In the visualization (see above), the carbon monoxide signature from the fires in Greece is revealed in data retrieved by the Atmospheric Infrared Sounder, AIRS. Forest fires create large amounts of carbon monoxide. AIRS provides daily global maps of carbon monoxide from space, allowing scientists to follow the global transport of this gas day-to-day. The visualization covers data retrieved over the period from August 24-28, 2007, and shows the amount of CO that has risen into the broad layer within the free troposphere.
More carbon monoxide generally means more pollution, either natural from wildfires or from industrial and domestic sources.
Beginning August 24, a significant plume emanates from the extensive fires burning in Greece. This plume moves southeast across the Mediterranean Sea and over North Africa from August 24 to 28. It crosses to Africa and arcs westward over the Sahara Desert and continues to curl around over the Eastern Mediterranean toward Sardinia and Corsica.

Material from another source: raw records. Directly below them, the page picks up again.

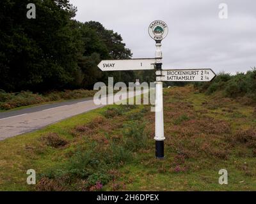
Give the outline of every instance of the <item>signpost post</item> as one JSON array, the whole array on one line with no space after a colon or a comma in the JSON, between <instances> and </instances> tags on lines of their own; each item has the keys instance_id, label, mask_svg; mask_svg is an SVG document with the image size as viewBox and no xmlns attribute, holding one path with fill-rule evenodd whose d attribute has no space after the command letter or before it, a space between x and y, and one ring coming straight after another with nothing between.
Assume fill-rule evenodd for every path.
<instances>
[{"instance_id":1,"label":"signpost post","mask_svg":"<svg viewBox=\"0 0 256 204\"><path fill-rule=\"evenodd\" d=\"M148 27L148 34L156 41L156 106L155 106L155 137L156 157L159 159L164 158L165 140L164 133L164 112L163 103L163 82L162 77L162 51L161 50L161 41L168 33L168 27L162 20L155 20Z\"/></svg>"},{"instance_id":2,"label":"signpost post","mask_svg":"<svg viewBox=\"0 0 256 204\"><path fill-rule=\"evenodd\" d=\"M102 71L144 70L156 69L155 137L156 157L164 157L163 82L209 82L215 76L211 69L162 69L161 41L168 33L168 27L162 20L155 20L148 27L148 34L156 41L155 58L102 61L98 67Z\"/></svg>"}]
</instances>

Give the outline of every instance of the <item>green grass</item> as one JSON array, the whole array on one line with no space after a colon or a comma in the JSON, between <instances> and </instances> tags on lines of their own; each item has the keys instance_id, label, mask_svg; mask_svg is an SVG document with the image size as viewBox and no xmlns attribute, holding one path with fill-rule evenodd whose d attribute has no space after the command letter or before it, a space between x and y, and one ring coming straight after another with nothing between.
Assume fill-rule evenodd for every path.
<instances>
[{"instance_id":1,"label":"green grass","mask_svg":"<svg viewBox=\"0 0 256 204\"><path fill-rule=\"evenodd\" d=\"M102 191L255 191L255 107L191 87L164 95L164 159L154 157L149 106L109 106L1 142L0 189L95 191L99 181ZM46 145L52 133L68 144ZM218 184L223 168L228 185Z\"/></svg>"}]
</instances>

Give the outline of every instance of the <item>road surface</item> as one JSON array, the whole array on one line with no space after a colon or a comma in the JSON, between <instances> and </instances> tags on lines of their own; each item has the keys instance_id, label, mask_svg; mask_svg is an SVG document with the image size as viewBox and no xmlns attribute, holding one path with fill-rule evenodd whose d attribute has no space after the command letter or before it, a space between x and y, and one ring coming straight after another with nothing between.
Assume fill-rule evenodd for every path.
<instances>
[{"instance_id":1,"label":"road surface","mask_svg":"<svg viewBox=\"0 0 256 204\"><path fill-rule=\"evenodd\" d=\"M102 106L102 105L95 105L91 98L0 112L0 140Z\"/></svg>"}]
</instances>

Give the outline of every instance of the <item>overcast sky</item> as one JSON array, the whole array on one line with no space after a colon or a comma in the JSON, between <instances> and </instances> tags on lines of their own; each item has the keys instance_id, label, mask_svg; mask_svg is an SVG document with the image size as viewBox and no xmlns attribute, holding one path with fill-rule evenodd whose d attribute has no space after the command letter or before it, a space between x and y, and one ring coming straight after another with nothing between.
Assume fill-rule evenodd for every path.
<instances>
[{"instance_id":1,"label":"overcast sky","mask_svg":"<svg viewBox=\"0 0 256 204\"><path fill-rule=\"evenodd\" d=\"M162 20L169 33L162 41L163 68L211 68L218 73L256 66L255 0L70 0L76 19L100 22L120 34L134 58L154 57L150 23ZM219 5L228 6L220 19Z\"/></svg>"}]
</instances>

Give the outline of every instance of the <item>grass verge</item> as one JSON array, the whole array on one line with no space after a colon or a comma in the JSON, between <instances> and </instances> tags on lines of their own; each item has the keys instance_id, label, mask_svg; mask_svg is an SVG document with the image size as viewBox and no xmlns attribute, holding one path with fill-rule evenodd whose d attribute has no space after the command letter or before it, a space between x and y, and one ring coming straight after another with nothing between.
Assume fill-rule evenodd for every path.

The Atmospheric Infrared Sounder Experiment (AIRS), with its visible, infrared, and microwave detectors, provides a three-dimensional look at Earth's weather. Working in tandem, the three instruments can make simultaneous observations all the way down to the Earth's surface, even in the presence of heavy clouds. With more than 2,000 channels sensing different regions of the atmosphere, the system creates a global, 3-D map of atmospheric temperature and humidity and provides information on clouds, greenhouse gases, and many other atmospheric phenomena. The AIRS Infrared Sounder Experiment flies onboard NASA's Aqua spacecraft and is managed by NASA's Jet Propulsion Laboratory, Pasadena, Calif., under contract to NASA. JPL is a division of the California Institute of Technology in Pasadena.